GE_GE Gas Turbine Technology Center in Greenville SC. Image credit: GE
GE Gas Power has secured $4.2 million in funding from the U.S. Department of Energy’s Advanced Research Projects Agency-Energy (ARPA-E) to advance development of decarbonisation technologies.
The ARPA-E OPEN 2021 programme funds energy technologies that are too early for private-sector investment.
GE Gas Power’s will use the funding for two projects, namely; ‘Lifted-flame combustion for high-hydrogen reheat gas turbines’ and ‘Manufacturing high-yield investment castings with minimal energy.’
As part of these projects, GE will conduct research for gas turbine decarbonisation in close collaboration with industrial companies and educational institutions.
John Intile, vice president, engineering at GE Power, said in a statement: “GE is pleased that ARPA-E has recognized the value of developing alternative methods to boost the efficiency of gas turbines powered by fuel blends with high percentage of hydrogen, and the potential to completely disrupt current cycle time, producibility limits and energy requirements for investment castings of turbine components.”

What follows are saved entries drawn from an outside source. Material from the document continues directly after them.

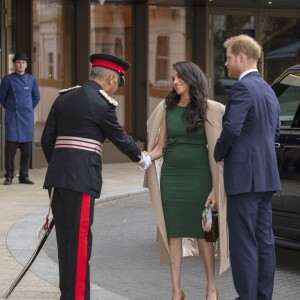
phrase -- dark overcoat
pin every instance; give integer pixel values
(19, 95)
(85, 113)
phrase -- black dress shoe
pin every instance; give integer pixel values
(8, 181)
(25, 180)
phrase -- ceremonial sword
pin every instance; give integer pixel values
(47, 228)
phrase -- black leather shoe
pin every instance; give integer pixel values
(25, 180)
(8, 181)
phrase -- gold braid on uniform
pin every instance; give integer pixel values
(69, 89)
(108, 98)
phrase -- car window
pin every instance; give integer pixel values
(288, 93)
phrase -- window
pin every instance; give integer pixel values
(288, 93)
(162, 60)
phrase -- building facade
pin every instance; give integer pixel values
(59, 35)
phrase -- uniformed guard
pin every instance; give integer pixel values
(79, 122)
(19, 95)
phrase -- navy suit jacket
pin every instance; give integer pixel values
(247, 141)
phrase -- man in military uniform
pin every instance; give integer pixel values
(19, 95)
(79, 121)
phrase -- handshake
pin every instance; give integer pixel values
(145, 161)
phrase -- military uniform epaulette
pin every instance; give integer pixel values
(108, 98)
(69, 89)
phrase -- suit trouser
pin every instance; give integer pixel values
(10, 153)
(73, 217)
(251, 243)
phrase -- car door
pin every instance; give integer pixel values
(286, 204)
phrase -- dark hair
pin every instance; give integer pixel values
(195, 113)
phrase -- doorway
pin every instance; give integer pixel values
(278, 33)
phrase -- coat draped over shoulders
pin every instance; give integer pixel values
(213, 128)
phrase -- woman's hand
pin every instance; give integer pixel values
(211, 199)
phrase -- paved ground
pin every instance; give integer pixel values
(125, 262)
(23, 211)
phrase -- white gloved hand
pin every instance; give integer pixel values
(145, 161)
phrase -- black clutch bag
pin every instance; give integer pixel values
(210, 224)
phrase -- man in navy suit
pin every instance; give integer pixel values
(246, 147)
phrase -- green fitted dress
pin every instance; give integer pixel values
(185, 177)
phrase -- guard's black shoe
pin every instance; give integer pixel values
(25, 180)
(8, 181)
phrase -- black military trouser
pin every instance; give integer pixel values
(10, 153)
(73, 214)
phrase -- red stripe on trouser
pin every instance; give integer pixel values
(82, 254)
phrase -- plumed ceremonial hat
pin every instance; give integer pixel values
(20, 56)
(110, 62)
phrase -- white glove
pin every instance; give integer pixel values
(145, 161)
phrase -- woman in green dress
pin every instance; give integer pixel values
(186, 181)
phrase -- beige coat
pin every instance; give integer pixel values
(213, 129)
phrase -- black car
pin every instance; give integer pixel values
(286, 204)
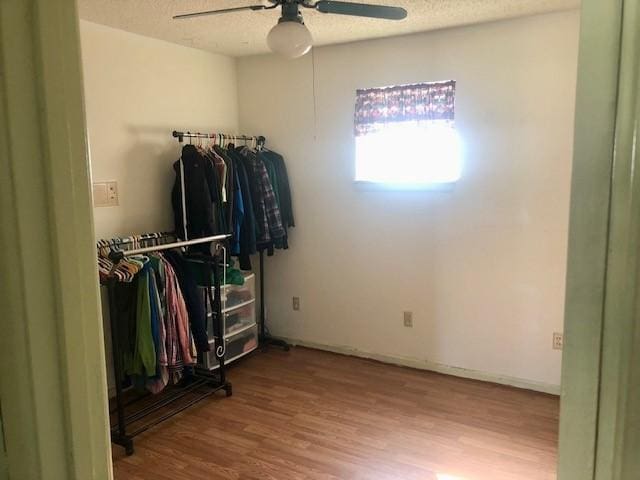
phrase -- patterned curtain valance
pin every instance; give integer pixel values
(420, 101)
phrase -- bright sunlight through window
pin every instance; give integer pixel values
(405, 135)
(410, 154)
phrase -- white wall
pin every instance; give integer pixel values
(483, 266)
(137, 91)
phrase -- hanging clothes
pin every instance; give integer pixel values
(155, 329)
(201, 197)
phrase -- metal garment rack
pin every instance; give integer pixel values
(193, 383)
(265, 338)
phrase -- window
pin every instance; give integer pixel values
(405, 135)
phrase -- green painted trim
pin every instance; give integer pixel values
(588, 236)
(52, 369)
(621, 314)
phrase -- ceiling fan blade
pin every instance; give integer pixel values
(216, 12)
(361, 10)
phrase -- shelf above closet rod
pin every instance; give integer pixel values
(226, 136)
(168, 246)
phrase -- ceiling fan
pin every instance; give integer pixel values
(290, 37)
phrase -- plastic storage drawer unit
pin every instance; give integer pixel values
(237, 346)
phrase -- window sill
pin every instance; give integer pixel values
(401, 187)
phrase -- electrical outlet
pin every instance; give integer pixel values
(408, 319)
(112, 193)
(558, 340)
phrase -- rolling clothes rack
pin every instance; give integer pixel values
(194, 381)
(265, 338)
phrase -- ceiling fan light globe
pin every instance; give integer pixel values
(290, 39)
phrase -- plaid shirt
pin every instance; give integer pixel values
(268, 212)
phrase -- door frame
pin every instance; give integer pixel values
(52, 370)
(600, 407)
(53, 390)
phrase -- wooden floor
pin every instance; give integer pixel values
(308, 414)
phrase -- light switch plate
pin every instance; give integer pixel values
(105, 194)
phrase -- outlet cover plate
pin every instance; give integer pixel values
(558, 340)
(408, 319)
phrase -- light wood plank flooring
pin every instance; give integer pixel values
(309, 414)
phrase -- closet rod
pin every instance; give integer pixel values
(180, 136)
(168, 246)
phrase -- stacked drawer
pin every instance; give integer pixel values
(241, 330)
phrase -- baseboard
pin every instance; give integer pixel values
(432, 366)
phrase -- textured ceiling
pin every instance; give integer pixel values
(244, 33)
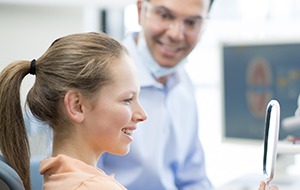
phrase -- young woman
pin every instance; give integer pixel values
(86, 90)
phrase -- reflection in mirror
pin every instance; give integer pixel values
(272, 119)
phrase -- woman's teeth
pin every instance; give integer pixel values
(128, 131)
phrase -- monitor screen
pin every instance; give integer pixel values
(253, 74)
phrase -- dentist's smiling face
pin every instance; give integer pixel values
(172, 28)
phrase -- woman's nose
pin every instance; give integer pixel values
(140, 115)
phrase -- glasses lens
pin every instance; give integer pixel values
(164, 18)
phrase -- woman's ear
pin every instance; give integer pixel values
(73, 103)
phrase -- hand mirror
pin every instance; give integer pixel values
(271, 134)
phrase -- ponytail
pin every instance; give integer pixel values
(14, 143)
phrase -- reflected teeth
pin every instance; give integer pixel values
(128, 131)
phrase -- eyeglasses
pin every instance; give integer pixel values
(166, 19)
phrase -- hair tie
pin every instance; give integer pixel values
(32, 67)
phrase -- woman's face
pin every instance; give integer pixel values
(111, 120)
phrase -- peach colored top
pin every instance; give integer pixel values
(66, 173)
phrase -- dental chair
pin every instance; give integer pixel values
(9, 178)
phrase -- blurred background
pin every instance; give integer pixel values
(234, 161)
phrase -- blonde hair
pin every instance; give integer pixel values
(77, 61)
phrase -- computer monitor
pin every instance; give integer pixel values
(253, 74)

Lifted-flame combustion for high-hydrogen reheat gas turbines
With this project, GE Gas Power will investigate a novel lifted-flame combustion approach for advanced gas turbine engines powered by mixtures of natural gas and hydrogen; hydrogen does not produce carbon emissions when burned in a gas turbine.
Gas turbine combined cycle (GTCC) combustion technology is very mature in its present form, according to GE, and further gains in efficiency are likely to be incremental without game-changing technical and operating cycle advances.
This new technology and research aim to break the current, materials-limited upper bound efficiency barrier for new gas turbines and installed base retrofits and create a new GTCC growth trajectory—targeting net plant efficiencies of 67% or greater on a wide range of fuel compositions, all while meeting strict emissions standards.
This project will be executed at GE’s Gas Turbine Technology Center in Greenville, South Carolina (pictured). The foundational testing of the technology will be conducted at the Atlanta-based Georgia Institute for Technology.
Manufacturing high-yield investment castings with minimal energy
This project will develop and combine key elements of casting technology including an innovative furnace development, as well as 3D printed additive ceramic mold technologies that will change the production of high-value metal components for gas turbines.
The new system could produce cast parts using up to 90% less energy than traditional methods, as well as provide improved quality, consistency, and yield, all at lower cost.
GE Gas Power will develop this solution in collaboration with DDM Systems, with technical support from the GE Global Research Center in Niskayuna, New York.